What is Pramiracetam (Pramistar) used for?

Pramiracetam (Pramistar) is studied for senile cognitive disorders (italian approval — limited evidence), post-traumatic brain injury cognitive recovery (small studies), ect adjunct for major depression (orphan designation withdrawn). Pramiracetam approved in Italy as Pramistar for treatment of senile cognitive disorders. Approval based primarily on older Italian trials. Mechanism: high-affinity choline uptake enhancement.

Are there side effects from taking Pramiracetam (Pramistar)?

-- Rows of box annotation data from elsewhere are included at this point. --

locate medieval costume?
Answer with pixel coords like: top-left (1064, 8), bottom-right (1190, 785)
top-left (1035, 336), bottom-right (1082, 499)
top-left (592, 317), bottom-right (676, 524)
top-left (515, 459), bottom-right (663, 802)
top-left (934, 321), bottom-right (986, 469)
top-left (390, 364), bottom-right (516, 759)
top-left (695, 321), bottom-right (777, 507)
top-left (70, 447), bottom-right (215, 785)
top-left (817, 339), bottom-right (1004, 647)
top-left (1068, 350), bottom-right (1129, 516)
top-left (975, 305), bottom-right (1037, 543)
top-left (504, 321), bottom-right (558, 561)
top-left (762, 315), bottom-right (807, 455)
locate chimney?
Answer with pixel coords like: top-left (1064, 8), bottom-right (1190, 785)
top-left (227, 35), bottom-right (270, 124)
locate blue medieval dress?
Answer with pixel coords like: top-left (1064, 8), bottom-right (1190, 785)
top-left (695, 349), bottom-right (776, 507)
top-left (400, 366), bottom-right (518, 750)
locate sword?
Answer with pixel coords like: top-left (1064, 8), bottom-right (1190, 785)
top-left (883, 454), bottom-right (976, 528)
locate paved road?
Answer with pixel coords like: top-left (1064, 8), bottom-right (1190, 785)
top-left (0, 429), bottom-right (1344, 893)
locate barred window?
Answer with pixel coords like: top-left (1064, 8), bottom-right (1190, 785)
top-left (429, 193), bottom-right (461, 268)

Reported potential side effects may include: Generally well-tolerated; safety profile similar to other racetams. Headache (more frequent than other racetams in some users). Always consult a healthcare provider before starting any new supplement, especially if you have underlying conditions or take medications.

Does Pramiracetam (Pramistar) interact with medications?

Known drug interactions may include: Cholinergic medications: theoretical additive effects. Anticoagulants: theoretical mild antiplatelet effects. Consult a pharmacist or healthcare provider if you take prescription medications.

Is Pramiracetam (Pramistar) good for cognitive?

Yes, Pramiracetam (Pramistar) is researched for Cognitive support. Pramiracetam approved in Italy as Pramistar for treatment of senile cognitive disorders. Approval based primarily on older Italian trials. Mechanism: high-affinity choline uptake enhancement. CRITICAL CAVEAT: rigorous large-scale RCTs supporting efficacy are limited.